-1

How to perform standardizing on the data in GridSearchCV?

Here is the code. I have no idea on how to do it.

import dataset
import warnings
warnings.filterwarnings("ignore")

import pandas as pd
dataset = pd.read_excel('../dataset/dataset_experiment1.xlsx')
X = dataset.iloc[:,1:-1].values
y = dataset.iloc[:,66].values

from sklearn.model_selection import GridSearchCV
#from sklearn.pipeline import Pipeline
from sklearn.preprocessing import StandardScaler
stdizer = StandardScaler()

print('===Grid Search===')

print('logistic regression')
model = LogisticRegression()
parameter_grid = {'solver': ['newton-cg', 'lbfgs', 'liblinear', 'sag', 'saga']}
grid_search = GridSearchCV(model, param_grid=parameter_grid, cv=kfold, scoring = scoring3)
grid_search.fit(X, y)
print('Best score: {}'.format(grid_search.best_score_))
print('Best parameters: {}'.format(grid_search.best_params_))
print('\n')

Update This is what I try to run but get the error:

print('logistic regression')
model = LogisticRegression()
pipeline = Pipeline([('scale', StandardScaler()), ('clf', model)])
parameter_grid = {'solver': ['newton-cg', 'lbfgs', 'liblinear', 'sag', 'saga']}
grid_search = GridSearchCV(pipeline, param_grid=parameter_grid, cv=kfold, scoring = scoring3)
grid_search.fit(X, y)
print('Best score: {}'.format(grid_search.best_score_))
print('Best parameters: {}'.format(grid_search.best_params_))
print('\n')
Bose Sanamchai
  • 105
  • 1
  • 1
  • 6

2 Answers2

2

Use sklearn.pipeline.Pipeline

Demo:

from sklearn.pipeline import Pipeline
from sklearn.model_selection import train_test_split

X_train, X_test, y_train, y_test = \
        train_test_split(X, y, test_size=0.33)

pipe = Pipeline([
    ('scale', StandardScaler()),
    ('clf', LogisticRegression())
])

param_grid = [
    {
        'clf__solver': ['newton-cg', 'lbfgs', 'liblinear', 'sag', 'saga'],
        'clf__C': np.logspace(-3, 1, 5),
    },
]

grid = GridSearchCV(pipe, param_grid=param_grid, cv=3, n_jobs=-1, verbose=2)
grid.fit(X_train, y_train)
MaxU - stand with Ukraine
  • 205,989
  • 36
  • 386
  • 419
  • The console provide error: ValueError: Invalid parameter solver for estimator Pipeline(memory=None, steps=[('scale', StandardScaler(copy=True, with_mean=True, with_std=True)), ('clf', LogisticRegression(C=1.0, class_weight=None, dual=False, fit_intercept=True, intercept_scaling=1, max_iter=100, multi_class='ovr', n_jobs=1, penalty='l2', random_state=None, solver='liblinear', tol=0.0001, verbose=0, warm_start=False))]).

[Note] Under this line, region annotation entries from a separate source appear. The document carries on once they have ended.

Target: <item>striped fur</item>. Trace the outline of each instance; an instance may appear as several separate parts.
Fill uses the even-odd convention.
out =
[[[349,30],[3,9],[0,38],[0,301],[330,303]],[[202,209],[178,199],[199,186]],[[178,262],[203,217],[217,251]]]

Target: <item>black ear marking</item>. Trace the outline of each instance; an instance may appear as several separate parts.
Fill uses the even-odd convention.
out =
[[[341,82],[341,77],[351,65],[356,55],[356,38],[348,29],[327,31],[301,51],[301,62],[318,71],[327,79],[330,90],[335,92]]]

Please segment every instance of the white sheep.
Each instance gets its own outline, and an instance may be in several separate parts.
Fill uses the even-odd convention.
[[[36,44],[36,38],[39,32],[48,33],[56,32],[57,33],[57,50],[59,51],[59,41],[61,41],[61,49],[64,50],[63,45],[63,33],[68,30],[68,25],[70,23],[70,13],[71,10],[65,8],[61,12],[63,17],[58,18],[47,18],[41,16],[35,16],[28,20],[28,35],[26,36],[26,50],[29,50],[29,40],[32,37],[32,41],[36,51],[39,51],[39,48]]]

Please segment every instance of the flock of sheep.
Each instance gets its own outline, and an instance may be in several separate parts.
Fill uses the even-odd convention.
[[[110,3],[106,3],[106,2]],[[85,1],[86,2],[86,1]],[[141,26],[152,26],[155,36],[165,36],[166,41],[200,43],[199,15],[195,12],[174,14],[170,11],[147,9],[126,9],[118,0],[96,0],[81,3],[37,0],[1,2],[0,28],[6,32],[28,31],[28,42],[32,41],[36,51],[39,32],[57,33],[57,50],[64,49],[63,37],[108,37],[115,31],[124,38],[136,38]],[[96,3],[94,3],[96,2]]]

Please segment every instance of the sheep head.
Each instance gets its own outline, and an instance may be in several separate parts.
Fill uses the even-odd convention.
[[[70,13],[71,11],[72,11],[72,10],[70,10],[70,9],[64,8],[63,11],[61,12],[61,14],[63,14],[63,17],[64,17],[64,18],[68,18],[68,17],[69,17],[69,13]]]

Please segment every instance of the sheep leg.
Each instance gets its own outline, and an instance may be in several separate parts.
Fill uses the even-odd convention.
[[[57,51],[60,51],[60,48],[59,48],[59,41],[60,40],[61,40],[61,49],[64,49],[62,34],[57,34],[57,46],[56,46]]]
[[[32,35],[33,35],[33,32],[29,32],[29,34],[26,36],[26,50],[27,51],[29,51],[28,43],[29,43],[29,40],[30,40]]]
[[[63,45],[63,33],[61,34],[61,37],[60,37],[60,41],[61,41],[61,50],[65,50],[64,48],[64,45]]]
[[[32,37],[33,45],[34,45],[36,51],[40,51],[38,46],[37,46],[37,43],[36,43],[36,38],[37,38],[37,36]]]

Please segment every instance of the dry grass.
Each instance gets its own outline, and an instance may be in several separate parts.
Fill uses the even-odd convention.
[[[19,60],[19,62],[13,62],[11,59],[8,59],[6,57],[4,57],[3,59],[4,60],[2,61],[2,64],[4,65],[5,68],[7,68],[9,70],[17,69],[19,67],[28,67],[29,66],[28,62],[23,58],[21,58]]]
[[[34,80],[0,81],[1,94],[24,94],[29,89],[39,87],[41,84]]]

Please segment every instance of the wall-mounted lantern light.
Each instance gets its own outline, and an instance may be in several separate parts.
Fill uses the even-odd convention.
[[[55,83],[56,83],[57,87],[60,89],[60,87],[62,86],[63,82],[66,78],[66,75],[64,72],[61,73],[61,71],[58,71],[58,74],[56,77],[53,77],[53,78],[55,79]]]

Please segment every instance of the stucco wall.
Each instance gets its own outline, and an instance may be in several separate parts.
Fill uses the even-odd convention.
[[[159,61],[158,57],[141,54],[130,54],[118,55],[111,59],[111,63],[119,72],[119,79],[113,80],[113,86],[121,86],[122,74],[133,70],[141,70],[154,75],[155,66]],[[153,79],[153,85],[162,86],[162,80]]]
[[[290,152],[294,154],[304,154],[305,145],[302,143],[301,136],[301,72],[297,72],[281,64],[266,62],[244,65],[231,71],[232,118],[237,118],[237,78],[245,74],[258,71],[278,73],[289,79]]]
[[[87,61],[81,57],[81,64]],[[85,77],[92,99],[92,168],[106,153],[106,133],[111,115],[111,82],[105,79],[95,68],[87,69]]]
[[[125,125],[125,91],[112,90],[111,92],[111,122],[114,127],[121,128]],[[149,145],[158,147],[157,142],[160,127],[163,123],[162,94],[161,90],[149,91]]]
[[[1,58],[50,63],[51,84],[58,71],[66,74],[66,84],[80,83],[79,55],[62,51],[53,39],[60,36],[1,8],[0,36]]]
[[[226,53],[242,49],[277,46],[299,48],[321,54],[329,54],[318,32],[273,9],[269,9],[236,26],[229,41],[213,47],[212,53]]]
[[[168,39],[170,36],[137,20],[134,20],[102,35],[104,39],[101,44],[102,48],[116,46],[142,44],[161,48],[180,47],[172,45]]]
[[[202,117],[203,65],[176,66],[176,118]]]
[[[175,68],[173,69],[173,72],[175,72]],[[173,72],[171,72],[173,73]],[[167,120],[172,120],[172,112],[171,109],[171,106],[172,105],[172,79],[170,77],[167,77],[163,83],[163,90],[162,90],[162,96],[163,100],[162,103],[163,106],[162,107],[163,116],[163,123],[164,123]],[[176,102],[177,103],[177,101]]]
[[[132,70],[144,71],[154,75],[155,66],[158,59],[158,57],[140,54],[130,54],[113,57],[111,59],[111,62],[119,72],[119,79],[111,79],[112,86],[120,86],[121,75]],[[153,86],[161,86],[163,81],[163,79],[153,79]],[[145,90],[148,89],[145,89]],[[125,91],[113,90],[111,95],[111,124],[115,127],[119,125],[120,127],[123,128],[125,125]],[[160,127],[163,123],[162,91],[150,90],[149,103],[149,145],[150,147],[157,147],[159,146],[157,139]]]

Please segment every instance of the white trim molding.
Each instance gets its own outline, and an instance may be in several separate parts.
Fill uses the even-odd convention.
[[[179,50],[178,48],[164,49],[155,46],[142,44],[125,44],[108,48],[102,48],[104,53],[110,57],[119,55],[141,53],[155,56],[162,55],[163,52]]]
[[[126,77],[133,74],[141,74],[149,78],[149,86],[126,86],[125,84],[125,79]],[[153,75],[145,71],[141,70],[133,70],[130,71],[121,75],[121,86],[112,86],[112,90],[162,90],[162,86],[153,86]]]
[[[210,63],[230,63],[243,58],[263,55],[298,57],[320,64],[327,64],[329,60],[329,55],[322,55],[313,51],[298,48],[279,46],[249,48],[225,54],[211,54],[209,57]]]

Check the list of available parameters with `estimator.get_params().keys()` – Bose Sanamchai Apr 11 '18 at 13:51
  • @BoseSanamchai, and what does `pipe.get_params().keys()` return? – MaxU - stand with Ukraine Apr 11 '18 at 13:54
  • I update the question with the pipeline code I try to run. Could you examine it? – Bose Sanamchai Apr 11 '18 at 14:27
  • @BoseSanamchai, pay attention at how did i use `param_grid` or, better, simply use my code to understand how does it work... – MaxU - stand with Ukraine Apr 11 '18 at 14:55
0

if you use refit=True than you can use the best model results from the GridSearchCV. you can use the cv_results to find the best row based on rank score. Using the best row then it is possible to extract the parameters. If your feature list becomes large than use RandomSearchCV to make predictions.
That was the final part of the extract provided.